EP and single by RY X
- Released: 27 November 2013
- Length: 13:21
- Label: Dumont Dumont Infectious Music UK

RY X chronology
| Ry Cuming (2010) | Berlin EP (2013) | Dawn (2016) |

= Berlin (EP) =

Berlin is a 2013 EP by Australian singer and musician RY X, released on Infectious Music UK.

==Track listing==
1. "Berlin" – 2:50
2. "Shortline" – 4:34
3. "Vampires" – 3:03
4. "Wanderlust" – 2:54

=="Berlin" single==
"Berlin" was the first successful single of RY X released as main single from the similarly titled EP in 2013. it reached number 15 on SNEP, the official French Singles Chart and also appeared on UK Singles Chart peaking at number 38 and in German Singles Chart and on Ultratip Belgian (Wallonia) Singles Chart. A music video was also released.
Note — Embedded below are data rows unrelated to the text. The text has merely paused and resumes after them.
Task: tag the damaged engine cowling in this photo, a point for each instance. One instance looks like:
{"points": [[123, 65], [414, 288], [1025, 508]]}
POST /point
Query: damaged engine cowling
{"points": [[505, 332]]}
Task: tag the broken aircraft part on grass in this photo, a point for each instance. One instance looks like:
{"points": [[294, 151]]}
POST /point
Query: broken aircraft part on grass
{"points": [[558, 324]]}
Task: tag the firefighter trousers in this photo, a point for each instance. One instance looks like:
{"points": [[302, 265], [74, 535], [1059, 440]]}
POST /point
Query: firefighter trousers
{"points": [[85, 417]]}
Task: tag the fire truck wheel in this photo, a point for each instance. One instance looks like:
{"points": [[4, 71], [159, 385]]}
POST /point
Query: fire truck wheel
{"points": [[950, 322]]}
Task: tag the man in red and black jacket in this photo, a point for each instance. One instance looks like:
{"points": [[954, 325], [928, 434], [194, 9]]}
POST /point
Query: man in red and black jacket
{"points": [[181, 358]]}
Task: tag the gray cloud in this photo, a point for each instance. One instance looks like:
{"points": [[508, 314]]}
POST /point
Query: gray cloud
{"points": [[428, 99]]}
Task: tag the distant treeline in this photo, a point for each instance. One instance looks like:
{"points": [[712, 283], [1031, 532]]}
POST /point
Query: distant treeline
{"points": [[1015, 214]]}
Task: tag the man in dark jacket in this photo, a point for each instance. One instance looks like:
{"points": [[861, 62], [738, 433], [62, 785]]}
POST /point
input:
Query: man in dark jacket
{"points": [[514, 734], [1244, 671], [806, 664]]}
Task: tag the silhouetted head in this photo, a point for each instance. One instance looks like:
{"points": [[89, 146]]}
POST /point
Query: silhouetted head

The song reached spot 38 in the UK charts, lasting 7 weeks in the top 75.

==Charts==
"Berlin" single

| Chart (2014) | Peak position |
|---|---|
| Belgium (Ultratip Bubbling Under Wallonia) | 42 |
| France (SNEP) | 15 |
| Germany (GfK) | 46 |
| UK Singles (OCC) | 38 |

==Certifications==

Certifications for "Berlin" single
| Region | Certification | Certified units/sales |
| Australia (ARIA) | Gold | 35,000^{‡} |
| New Zealand (RMNZ) | Gold | 15,000^{‡} |
| Norway (IFPI Norway) | 2× Platinum | 120,000^{‡} |
| United Kingdom (BPI) | Silver | 200,000^{‡} |
Streaming
| Sweden (GLF) | Platinum | 8,000,000^{†} |
^{‡} Sales+streaming figures based on certification alone. ^{†} Streaming-only figures based on certification alone.